The lockdown is likely to be limited to the Greater Hyderabad Municipal Corporation (GHMC) area, which covers parts of Ranga Reddy and Medchal-Malkajgiri districts.

Related news: Without Centre’s help, Telangana handled COVID-19 crisis: Health Min

“Hyderabad is a metropolitan city having more than a crore population. It is but natural that like in other cities the spread of the virus is high after relaxation of the lockdown,” the Chief Minister K Chandrasekhar Rao said after a review meeting to assess the situation.

He pointed out that cities like Chennai have opted for re-imposing lockdown following surge in cases. The chief minister said that re-imposition of lockdown was a very major decision, which had to be discussed in the state cabinet.

“The government machinery and people should be prepared for this, especially the police department. There is no need for fear. Necessary treatment is given to the positive patients. There is no shortage of beds, PPEs or other equipment,” he said.

At present, 17,081 hospital beds are available in the state to treat COVID-19 patients. At least 10,000 of them will have oxygen connection ready in a couple of days, the officials said.

Low mortality rate

Meanwhile, the health minister has claimed that compared to the national average, the death rate in Telangana was less and there was no need to fear.

“We have kept thousands of beds ready in both government and private hospitals and colleges. Patients in critical conditions are being treated in the hospitals. Asymptomatic patients are given treatment in their homes,” Rajender explained.

The Special Chief Secretary (medical and health) Shanta Kumari said that the mortality rate at the national level was 3.04 while it stood at 1.52 in the state.

Central team

A central team, led by Joint Secretary of Union Ministry of Health, Medical and Family Welfare Luv Agarwal, arrived in Hyderabad on Monday (June 29) to review the state government’s response to the pandemic.

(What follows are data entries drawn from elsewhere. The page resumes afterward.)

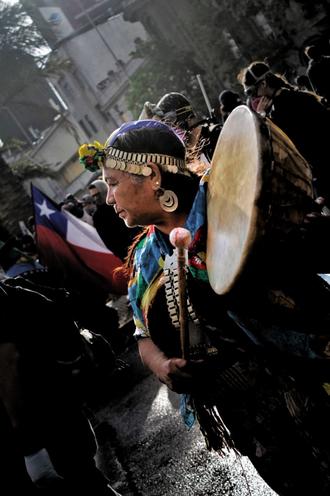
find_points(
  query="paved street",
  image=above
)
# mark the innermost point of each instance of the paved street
(146, 450)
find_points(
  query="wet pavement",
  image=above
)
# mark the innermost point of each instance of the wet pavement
(145, 449)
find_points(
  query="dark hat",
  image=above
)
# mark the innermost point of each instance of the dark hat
(175, 108)
(254, 73)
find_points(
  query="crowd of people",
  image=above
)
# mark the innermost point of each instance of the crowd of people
(254, 369)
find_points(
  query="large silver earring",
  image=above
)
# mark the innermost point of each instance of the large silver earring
(168, 200)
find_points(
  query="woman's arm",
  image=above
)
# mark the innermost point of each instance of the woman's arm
(171, 371)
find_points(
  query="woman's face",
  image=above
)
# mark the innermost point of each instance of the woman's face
(133, 197)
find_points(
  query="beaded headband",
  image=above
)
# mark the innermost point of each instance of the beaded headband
(95, 155)
(136, 163)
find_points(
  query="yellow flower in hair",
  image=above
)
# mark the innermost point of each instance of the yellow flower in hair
(91, 155)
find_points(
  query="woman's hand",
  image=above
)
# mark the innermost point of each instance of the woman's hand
(174, 372)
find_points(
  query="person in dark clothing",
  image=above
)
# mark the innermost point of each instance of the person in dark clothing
(228, 100)
(49, 438)
(300, 114)
(115, 235)
(318, 72)
(200, 135)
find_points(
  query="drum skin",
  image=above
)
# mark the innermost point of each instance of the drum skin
(258, 183)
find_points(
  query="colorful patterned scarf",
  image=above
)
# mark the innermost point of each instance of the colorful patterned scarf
(150, 253)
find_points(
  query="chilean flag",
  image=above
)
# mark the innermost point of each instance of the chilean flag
(73, 248)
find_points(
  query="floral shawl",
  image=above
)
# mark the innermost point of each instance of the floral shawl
(150, 253)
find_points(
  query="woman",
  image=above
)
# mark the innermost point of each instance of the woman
(243, 396)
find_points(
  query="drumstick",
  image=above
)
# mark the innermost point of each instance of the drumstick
(180, 239)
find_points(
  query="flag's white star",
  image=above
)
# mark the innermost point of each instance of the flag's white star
(45, 210)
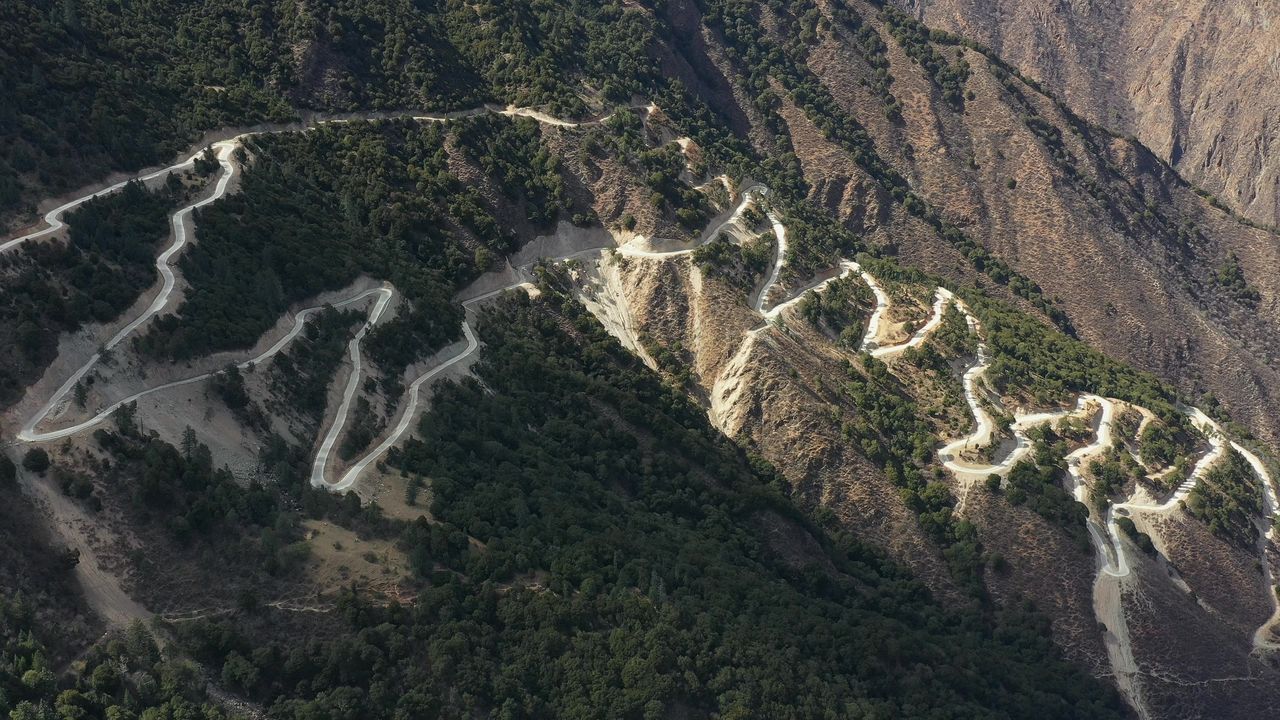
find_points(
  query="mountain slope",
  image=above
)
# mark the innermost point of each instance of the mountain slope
(1193, 81)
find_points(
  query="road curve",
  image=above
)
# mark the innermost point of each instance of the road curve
(348, 393)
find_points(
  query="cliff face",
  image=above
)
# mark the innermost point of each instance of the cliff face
(1196, 81)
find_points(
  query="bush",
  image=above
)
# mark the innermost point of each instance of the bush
(36, 460)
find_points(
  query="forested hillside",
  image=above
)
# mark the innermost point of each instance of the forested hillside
(682, 359)
(635, 564)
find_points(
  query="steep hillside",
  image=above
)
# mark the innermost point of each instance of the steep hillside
(1194, 81)
(791, 358)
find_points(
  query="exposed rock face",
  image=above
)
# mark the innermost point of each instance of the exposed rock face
(1197, 81)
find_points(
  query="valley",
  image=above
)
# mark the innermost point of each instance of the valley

The team visited the containment zones, the state-owned Gandhi Hospital, and the newly created Telangana Institute of Medical Sciences (TIMS) in Gachibowli.

Private labs blamed

Facing widespread criticism over massive surge in the number of cases, the TRS government has pushed the blame on private diagnostic laboratories for allegedly violating norms and not following the guidelines of the Indian Council of Medical Research (ICMR) in conducting tests for COVID-19.

The state director of medical and health G Srinivasa Rao said as many as four teams comprising senior microbiologists and senior officers from the medical and health department, which conducted inspections in 16 out of 18 private laboratories in the state, found large-scale violation of norms in conducting the tests.

Rao said the inspection teams looked at various aspects like infrastructure, human resources, infection control measures and other facilities including general hygiene.

“The teams went through the registers and data uploaded by the labs into the ICMR and Telangana state portal and found a lot of discrepancies in the data,” he said.

Related news: Telangana: Data mismatch, COVID-19 guidelines violation found in pvt labs

According to the numbers uploaded by the private labs, tests done by them were 9,577 and COVID-19 positive cases detected were 2,076 as per the ICMR portal since they got the permission. But in the state portal, the uploaded figure was 6,733 tests and 2,836 positive cases.

“But during the inspection, it was revealed from the records available with the labs that the total number of tests done by them was 12,700 and the positive cases were 3,571. At one of the labs in a major hospital, the actual number of tests conducted was 3,940 but they uploaded only 1,568 tests and showed 475 as positive,” the director said.

The inspection report submitted by the expert teams revealed that many of the labs were not taking safety measures such as the staff not wearing personal protection equipment (PPE), safety cabinets not being available and lack of proper hygienic conditions. The staff conducting the tests for COVID-19 has not been trained properly in RT-PCR testing.